Janata Dal-Secular president and former Prime Minister HD Deve Gowda, his son and former Karnataka chief minister HD Kumaraswamy and Bahujan Samaj Party chief and Uttar Pradesh Chief Minister Mayawati have also campaigned for their party candidates.
Like in the second phase, the main battle in this round is between the Congress and the BJP. The Congress dominance was ended by the BJP in the 2004 poll when it won 31 seats from the region to emerge as the single largest party in the house with 79 seats.
The Congress bagged 17 and the JD-S was a surprise victor in 13. The remaining were taken by independents.

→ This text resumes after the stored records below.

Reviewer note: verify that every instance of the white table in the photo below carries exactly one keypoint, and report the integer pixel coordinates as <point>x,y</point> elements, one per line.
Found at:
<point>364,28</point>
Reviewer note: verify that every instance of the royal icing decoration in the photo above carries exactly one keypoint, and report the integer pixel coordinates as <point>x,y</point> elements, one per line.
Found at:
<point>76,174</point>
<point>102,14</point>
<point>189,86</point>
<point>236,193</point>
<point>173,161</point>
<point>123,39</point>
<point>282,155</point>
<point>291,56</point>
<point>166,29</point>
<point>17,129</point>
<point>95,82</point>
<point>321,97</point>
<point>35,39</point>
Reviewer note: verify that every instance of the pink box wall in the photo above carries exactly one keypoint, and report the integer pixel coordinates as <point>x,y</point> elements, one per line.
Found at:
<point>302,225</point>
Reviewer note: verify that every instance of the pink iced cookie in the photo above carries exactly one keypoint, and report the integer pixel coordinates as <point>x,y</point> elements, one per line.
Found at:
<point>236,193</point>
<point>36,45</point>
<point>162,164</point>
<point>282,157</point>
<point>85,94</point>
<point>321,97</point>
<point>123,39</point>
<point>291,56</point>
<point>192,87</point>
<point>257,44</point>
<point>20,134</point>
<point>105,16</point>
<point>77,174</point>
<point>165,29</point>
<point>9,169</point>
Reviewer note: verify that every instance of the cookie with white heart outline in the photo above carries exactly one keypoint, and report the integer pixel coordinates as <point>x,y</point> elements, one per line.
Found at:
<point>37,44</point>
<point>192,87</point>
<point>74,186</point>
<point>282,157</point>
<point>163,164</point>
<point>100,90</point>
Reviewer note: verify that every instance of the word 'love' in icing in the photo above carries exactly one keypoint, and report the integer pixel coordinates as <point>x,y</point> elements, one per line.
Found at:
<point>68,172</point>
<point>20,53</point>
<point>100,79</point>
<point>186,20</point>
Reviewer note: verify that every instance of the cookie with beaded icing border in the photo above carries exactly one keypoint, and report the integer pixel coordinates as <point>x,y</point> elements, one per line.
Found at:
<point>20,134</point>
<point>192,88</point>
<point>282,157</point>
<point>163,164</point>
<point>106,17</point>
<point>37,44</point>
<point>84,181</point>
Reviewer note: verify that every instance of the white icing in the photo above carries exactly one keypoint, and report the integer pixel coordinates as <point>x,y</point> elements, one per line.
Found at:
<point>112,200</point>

The BJP is perceived to have further strengthened its hold on the region as there is a sizeable population of politically influential Lingayat community, a section of which is upset with the Congress for allegedly neglecting its interests.
The JD-S is also expected by political observers to take a hit in the region in the wake of its pulling down of the first BJP chief minister in the state, BS Yediuyurappa, in November last year just a week after he was sworn in.
Yediyurappa belongs to the Lingayat community and the BJP has projected him as its chief ministerial candidate in the present elections.
In the first phase on May 10 when balloting took place for 89 seats from 11 districts, the main contenders were the Congress and the JD-S, though the BJP is confident of doing well there too.